Issue 27926: ctypes is too slow to convert a Python list to a C array (original) (raw)

This is a consequence of several factors. It starts with the init method of ctypes.Array, Array_init. This function doesn't hard-code calling the base sq_ass_item slot function, Array_ass_item. If it did, it wouldn't be nearly as slow. Instead it calls the abstract function PySequence_SetItem. Doing it this way accommodates an array subclass that overrides setitem.

What I'd like to do here is check whether the sq_ass_item slot is defined as Array_ass_item, and if so call it directly instead of PySequence_SetItem. But it turns out that it's not set as Array_ass_item even if the subclass doesn't override setitem, and more than anything this is the real culprit for the relative slowness of Array_init.

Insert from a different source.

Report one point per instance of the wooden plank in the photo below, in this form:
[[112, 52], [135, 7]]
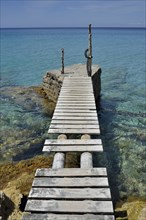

If a built-in type such as ctypes.Array defines both mp_ass_subscript and sq_ass_item, then the setitem wrapper_descriptor wraps the more generic mp_ass_subscript slot function. Then for a subclass, update_one_slot in Objects/typeobject.c plays it safe when updating the sq_ass_item slot. It sees that the inherited setitem descriptor doesn't call wrap_sq_setitem, so it defines the slot in the subclass to use the generic function slot_sq_ass_item.

This generic slot function goes the long way around to look up and bind the setitem method and convert the Py_ssize_t index to a Python integer, to call the wrapper that calls the mp_ass_subscript slot. To add insult to injury, the implementation of this slot for a ctypes Array, Array_ass_subscript, has to convert back to a Py_ssize_t integer via PyNumber_AsSsize_t.

I don't know if this can be resolved while preserving the generic design of the initializer. As is, calling PySequence_SetItem in a tight loop is ridiculously slow. I experimented with calling Array_ass_item directly. With this change it's as fast as assigning to a slice of the whole array. Actually with a list it's a bit slower because *t has to be copied to a tuple. But it takes about the same amount of time as assigning to a slice when t is already a tuple, such as tuple(range(1000000)).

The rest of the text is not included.